En mayo de
1829, acompañado por un amigo, miembro de la Embajada rusa en Madrid,
capital de España, inicio el viaje que había de llevarme a conocer las
hermosas regiones de Andalucía. Las amenas incidencias que matizaron el
camino se pierden ante el espectáculo que ofrece la región más montañosa
de España, y que comprende el antiguo reino de Granada, último baluarte
de los creyentes de Mahoma.
En un elevado
cerro, cerca de la ciudad, se ha construido la antigua fortaleza rodeada
de gruesas murallas y con capacidad para albergar una guarnición de
cuarenta mil guerreros.
Dentro de ese
recinto se levantaba la residencia de los reyes: el magnífico palacio de
la Alhambra.

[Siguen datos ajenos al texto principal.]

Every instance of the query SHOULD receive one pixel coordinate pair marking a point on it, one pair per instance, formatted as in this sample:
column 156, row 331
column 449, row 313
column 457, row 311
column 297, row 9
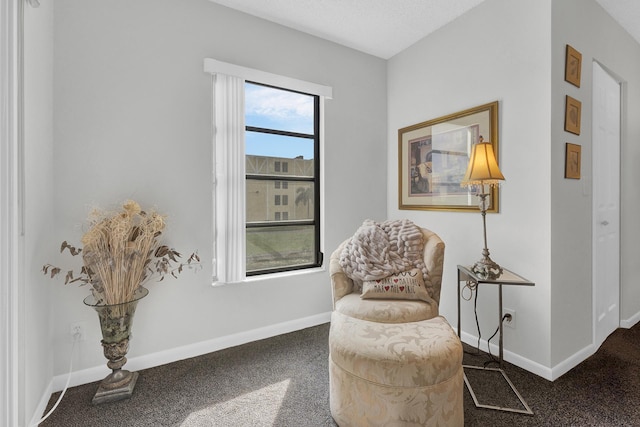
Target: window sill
column 273, row 276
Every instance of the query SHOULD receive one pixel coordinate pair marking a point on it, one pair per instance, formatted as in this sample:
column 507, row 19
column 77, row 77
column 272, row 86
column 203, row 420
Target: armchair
column 393, row 359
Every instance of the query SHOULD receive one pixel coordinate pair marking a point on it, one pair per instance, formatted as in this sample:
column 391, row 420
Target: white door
column 606, row 204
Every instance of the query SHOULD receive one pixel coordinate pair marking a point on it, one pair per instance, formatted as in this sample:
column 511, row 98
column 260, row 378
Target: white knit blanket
column 378, row 250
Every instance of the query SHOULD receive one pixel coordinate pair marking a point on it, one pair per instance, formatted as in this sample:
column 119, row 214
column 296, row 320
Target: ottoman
column 395, row 374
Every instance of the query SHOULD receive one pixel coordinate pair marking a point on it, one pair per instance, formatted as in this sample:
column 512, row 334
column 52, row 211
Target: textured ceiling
column 385, row 27
column 378, row 27
column 626, row 12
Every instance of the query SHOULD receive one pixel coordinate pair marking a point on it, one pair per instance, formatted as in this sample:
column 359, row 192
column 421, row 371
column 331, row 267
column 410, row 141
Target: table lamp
column 483, row 171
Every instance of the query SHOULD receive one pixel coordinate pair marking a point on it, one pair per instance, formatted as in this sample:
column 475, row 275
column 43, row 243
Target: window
column 266, row 142
column 282, row 129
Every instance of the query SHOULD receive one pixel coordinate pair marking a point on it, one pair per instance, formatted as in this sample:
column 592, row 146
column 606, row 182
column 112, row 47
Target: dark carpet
column 283, row 381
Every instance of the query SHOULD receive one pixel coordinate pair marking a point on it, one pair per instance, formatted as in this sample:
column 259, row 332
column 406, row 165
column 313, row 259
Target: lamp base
column 486, row 268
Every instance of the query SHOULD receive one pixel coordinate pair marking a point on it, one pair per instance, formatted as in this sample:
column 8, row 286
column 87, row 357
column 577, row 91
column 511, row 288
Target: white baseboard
column 628, row 323
column 513, row 358
column 146, row 361
column 42, row 405
column 572, row 361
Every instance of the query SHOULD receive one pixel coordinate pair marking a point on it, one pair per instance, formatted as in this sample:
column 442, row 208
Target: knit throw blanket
column 378, row 250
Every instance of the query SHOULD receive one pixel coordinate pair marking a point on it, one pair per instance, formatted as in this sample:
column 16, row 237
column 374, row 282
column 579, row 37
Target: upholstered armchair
column 394, row 361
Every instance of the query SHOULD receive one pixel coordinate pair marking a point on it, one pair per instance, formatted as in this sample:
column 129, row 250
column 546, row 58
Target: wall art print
column 433, row 157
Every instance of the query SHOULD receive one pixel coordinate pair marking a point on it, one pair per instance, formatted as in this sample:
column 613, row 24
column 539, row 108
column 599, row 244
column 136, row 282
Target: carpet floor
column 283, row 381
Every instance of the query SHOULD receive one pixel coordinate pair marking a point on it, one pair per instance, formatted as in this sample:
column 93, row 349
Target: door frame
column 621, row 85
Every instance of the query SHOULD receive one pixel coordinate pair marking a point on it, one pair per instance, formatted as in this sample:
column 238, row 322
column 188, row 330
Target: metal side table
column 506, row 278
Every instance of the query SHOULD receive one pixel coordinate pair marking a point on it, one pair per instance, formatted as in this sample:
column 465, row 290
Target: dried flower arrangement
column 121, row 251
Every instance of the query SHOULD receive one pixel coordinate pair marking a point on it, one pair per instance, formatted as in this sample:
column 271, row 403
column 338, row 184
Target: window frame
column 281, row 200
column 229, row 189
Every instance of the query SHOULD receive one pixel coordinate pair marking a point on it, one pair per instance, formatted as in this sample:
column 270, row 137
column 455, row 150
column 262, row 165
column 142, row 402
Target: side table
column 506, row 278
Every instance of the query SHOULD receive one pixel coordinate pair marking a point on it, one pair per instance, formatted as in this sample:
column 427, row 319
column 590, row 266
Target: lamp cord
column 474, row 287
column 76, row 336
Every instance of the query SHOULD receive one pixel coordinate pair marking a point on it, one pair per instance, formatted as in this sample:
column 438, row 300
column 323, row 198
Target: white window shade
column 228, row 188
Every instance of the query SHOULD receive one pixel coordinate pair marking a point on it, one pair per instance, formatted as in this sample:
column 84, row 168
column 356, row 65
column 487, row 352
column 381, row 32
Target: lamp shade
column 483, row 167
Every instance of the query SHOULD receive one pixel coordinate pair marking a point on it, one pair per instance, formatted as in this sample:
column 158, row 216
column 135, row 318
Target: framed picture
column 573, row 66
column 433, row 158
column 572, row 161
column 572, row 113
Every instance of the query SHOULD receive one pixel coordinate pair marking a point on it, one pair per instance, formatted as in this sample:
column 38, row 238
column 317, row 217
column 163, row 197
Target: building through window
column 282, row 165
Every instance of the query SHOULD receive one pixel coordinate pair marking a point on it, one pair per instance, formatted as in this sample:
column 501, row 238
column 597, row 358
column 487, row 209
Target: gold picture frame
column 573, row 154
column 573, row 109
column 573, row 66
column 433, row 157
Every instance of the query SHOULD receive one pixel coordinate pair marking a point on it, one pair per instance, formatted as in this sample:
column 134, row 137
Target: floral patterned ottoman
column 395, row 374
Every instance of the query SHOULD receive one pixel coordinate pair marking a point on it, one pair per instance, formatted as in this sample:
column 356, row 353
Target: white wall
column 132, row 120
column 36, row 311
column 497, row 51
column 595, row 34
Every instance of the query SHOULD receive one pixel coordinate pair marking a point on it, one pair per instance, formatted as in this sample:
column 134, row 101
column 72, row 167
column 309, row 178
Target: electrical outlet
column 510, row 320
column 77, row 328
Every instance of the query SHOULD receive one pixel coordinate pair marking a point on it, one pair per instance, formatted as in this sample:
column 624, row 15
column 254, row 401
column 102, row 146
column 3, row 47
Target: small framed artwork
column 573, row 109
column 572, row 161
column 433, row 157
column 573, row 66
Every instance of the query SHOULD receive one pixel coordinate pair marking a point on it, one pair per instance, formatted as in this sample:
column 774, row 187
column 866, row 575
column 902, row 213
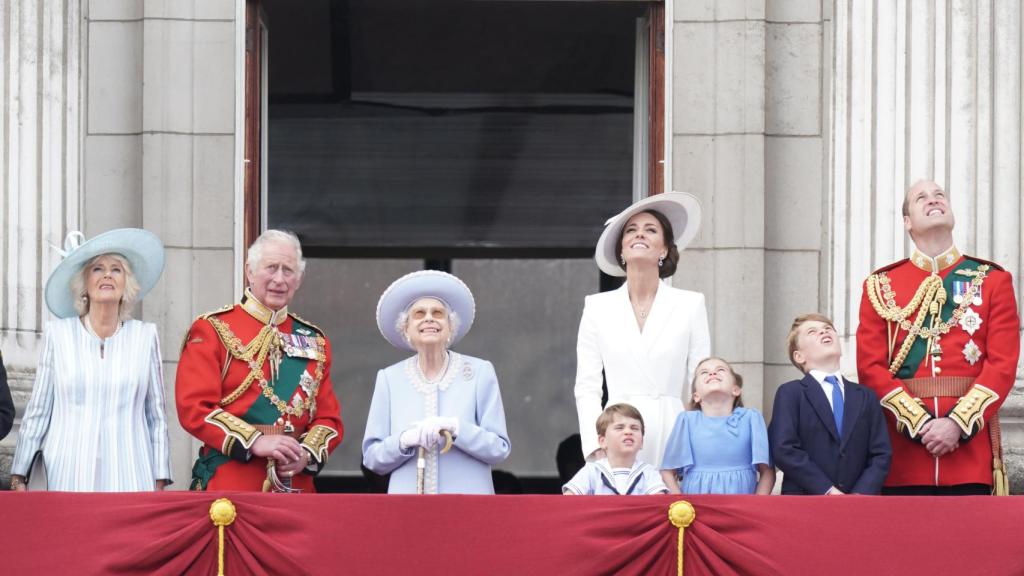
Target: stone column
column 40, row 148
column 187, row 189
column 926, row 90
column 796, row 118
column 718, row 153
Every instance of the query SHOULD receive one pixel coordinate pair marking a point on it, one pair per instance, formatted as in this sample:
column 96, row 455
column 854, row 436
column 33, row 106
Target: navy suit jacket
column 810, row 453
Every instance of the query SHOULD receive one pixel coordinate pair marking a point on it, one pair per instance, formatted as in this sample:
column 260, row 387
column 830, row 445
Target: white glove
column 410, row 438
column 430, row 430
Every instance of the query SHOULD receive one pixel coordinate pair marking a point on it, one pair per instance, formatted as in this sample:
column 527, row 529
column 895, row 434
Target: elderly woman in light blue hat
column 434, row 394
column 95, row 421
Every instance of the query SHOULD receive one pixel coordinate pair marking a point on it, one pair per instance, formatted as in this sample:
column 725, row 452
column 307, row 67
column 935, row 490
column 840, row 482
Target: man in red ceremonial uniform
column 938, row 341
column 254, row 382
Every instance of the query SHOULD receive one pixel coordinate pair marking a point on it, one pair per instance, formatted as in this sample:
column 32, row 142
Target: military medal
column 960, row 288
column 970, row 322
column 972, row 353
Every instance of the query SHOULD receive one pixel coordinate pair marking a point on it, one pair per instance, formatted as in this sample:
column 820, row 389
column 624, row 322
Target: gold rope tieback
column 681, row 515
column 222, row 513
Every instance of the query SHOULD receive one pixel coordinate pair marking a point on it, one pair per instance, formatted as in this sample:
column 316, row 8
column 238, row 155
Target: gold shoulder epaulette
column 307, row 323
column 207, row 315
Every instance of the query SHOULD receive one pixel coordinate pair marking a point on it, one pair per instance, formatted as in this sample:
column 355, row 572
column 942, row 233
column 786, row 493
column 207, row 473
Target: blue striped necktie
column 837, row 403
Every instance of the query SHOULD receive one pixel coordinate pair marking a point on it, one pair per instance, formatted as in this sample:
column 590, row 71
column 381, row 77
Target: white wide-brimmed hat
column 682, row 209
column 424, row 284
column 141, row 248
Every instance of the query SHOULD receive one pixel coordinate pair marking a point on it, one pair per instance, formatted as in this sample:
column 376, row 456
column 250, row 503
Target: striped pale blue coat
column 98, row 419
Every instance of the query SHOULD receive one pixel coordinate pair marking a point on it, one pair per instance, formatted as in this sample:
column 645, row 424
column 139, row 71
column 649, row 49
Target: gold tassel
column 681, row 515
column 222, row 513
column 1000, row 486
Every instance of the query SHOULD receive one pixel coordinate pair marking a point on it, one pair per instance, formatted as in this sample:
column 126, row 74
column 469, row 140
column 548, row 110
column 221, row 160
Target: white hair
column 279, row 236
column 401, row 324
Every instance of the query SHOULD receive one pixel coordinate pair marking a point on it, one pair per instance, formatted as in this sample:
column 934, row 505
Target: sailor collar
column 940, row 262
column 266, row 316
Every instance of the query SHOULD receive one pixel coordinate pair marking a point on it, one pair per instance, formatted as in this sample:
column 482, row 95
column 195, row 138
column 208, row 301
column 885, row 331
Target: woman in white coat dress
column 647, row 337
column 95, row 421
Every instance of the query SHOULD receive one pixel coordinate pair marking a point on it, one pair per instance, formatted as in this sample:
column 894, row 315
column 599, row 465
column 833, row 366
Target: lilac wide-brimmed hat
column 141, row 248
column 424, row 284
column 682, row 209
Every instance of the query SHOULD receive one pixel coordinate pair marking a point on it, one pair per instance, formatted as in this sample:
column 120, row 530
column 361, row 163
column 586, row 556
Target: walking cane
column 421, row 460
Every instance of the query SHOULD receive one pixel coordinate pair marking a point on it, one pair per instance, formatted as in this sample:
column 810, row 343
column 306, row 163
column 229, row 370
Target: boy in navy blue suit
column 826, row 434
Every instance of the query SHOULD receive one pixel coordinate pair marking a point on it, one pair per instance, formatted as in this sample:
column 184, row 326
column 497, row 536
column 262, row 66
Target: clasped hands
column 940, row 437
column 427, row 433
column 289, row 456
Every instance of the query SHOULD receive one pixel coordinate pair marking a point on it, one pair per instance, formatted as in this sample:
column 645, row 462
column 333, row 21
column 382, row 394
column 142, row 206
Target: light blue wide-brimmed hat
column 682, row 209
column 141, row 248
column 424, row 284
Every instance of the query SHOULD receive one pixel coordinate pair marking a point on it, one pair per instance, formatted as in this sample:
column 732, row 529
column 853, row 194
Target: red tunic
column 997, row 340
column 203, row 388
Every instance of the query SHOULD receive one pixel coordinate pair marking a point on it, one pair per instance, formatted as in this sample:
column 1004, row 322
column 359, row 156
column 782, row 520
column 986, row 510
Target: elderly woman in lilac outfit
column 419, row 399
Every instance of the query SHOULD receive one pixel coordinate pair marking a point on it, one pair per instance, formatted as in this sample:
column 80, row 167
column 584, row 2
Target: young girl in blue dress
column 718, row 447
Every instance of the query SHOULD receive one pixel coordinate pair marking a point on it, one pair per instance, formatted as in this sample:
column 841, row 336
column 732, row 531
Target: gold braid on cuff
column 909, row 412
column 969, row 409
column 316, row 440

Su nombre deriva del término Aljamra, la roja, porque, la
primitiva fortaleza llamábase Cala—al—hamra, es decir, castillo o
fortaleza roja.
Sobre sus
orígenes no están de acuerdo los investigadores. Para unos la fortaleza
fue construida por los romanos; para otros, por los pueblos ibéricos de
la comarca y luego ocupada por los árabes al conquistar el territorio de
la península.
Expulsados los
moros de España, los reyes cristianos residían en ella por breves
temporadas. Después de la visita de Felipe V, el palacio cayó en el más
completo abandono.
La fortaleza
quedó a cargo de un gobernador con numerosa fuerza militar y
atribuciones especiales e independiente de la autoridad del capitán
general de Granada.
Para llegar a
la Alhambra es necesario atravesar la ciudad y subir por un accidentado
camino llamado la “Cuesta de Gomeres”, famosa por ser citada en cuantos
romances y coplas corren por España.
Al llegar a la
entrada de la fortaleza, llama la atención una grandiosa puerta de
estilo griego, mandada construir por el emperador Carlos V.